-
-
Notifications
You must be signed in to change notification settings - Fork 26.2k
Description
CC: @pprett @amueller @bdholt1
Hi folks,
Everyone will agree that tree-based methods have shown to perform quite well (e.g., the recent achievement of Peter!) and are increasingly used by our users. However, the tree module still has a major drawback: it is slow as hell in comparison to other machine learning packages.
For that reason, I think we should put some more effort into accelerating the tree module. In particular, I would like to suggest to move the whole Tree
class (not the estimators, but only our struct-of-arrays representation) from tree.py into Cython in _tree.pyx. First the code would be a lot faster. But second, it could also actually be more readable and maintainable if the whole tree construction process was packaged into a single file, in a single class. Currently, the construction process is indeed split across 2 files, estimator classes, the Tree class and all the Cython routines. (imo, this is a mess.)

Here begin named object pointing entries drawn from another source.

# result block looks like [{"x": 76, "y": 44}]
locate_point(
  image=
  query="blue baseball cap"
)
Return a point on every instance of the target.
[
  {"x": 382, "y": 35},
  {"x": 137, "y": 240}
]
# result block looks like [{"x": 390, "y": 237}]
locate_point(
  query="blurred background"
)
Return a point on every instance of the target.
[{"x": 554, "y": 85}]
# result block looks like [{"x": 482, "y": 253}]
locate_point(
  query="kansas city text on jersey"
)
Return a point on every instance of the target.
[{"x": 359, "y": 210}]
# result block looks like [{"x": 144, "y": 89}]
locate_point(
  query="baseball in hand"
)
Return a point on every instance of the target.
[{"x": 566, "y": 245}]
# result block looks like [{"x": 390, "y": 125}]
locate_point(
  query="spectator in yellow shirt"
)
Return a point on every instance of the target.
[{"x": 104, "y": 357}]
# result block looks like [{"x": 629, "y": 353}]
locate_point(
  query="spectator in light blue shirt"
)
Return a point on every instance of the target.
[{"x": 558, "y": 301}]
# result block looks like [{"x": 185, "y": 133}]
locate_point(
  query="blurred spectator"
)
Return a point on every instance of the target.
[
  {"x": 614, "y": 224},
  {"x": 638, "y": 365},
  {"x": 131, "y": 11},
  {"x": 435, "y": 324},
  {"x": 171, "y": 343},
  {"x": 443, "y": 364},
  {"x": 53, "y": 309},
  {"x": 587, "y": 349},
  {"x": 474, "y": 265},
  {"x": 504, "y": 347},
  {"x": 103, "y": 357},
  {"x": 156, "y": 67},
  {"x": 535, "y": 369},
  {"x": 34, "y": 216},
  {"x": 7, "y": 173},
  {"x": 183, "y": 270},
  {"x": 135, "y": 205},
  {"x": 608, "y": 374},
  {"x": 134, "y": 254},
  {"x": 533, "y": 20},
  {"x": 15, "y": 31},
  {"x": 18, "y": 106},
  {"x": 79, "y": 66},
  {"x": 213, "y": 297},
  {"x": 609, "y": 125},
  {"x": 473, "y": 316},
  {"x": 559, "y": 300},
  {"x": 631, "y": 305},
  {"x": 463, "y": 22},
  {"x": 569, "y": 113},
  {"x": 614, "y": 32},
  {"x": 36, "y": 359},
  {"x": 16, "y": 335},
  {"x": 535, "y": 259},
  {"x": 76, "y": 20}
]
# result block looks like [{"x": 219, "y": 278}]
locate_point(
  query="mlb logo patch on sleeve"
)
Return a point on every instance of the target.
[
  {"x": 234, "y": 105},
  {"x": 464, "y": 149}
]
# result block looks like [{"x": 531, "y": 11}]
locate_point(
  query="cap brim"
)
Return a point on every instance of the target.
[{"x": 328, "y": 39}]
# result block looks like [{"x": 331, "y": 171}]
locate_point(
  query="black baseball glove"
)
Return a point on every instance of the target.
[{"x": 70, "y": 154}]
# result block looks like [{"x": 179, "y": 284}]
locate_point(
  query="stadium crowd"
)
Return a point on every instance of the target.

To show that indeed the construction process could be a lot faster, I profiled recursive_partition
using line-profiler (see link below). Insignicant Python instructions do actually take quite some time in comparison to the important parts of the algorithm. E.g., line 314 vs line 320. A mere Python if-statement is only twice faster than finding the best threshold!!!
I let you examine the rest of the profiling report by yourself, but as far as I am concerned, I am convinced that we could indeed significantly speed up the tree module (and be 5-10x faster at least).
http://pastebin.com/0rC1QmPy (toggle text warping)
What's your opinion about this? Since I am increasingly using the module myself, I can actually work on that in the days to come.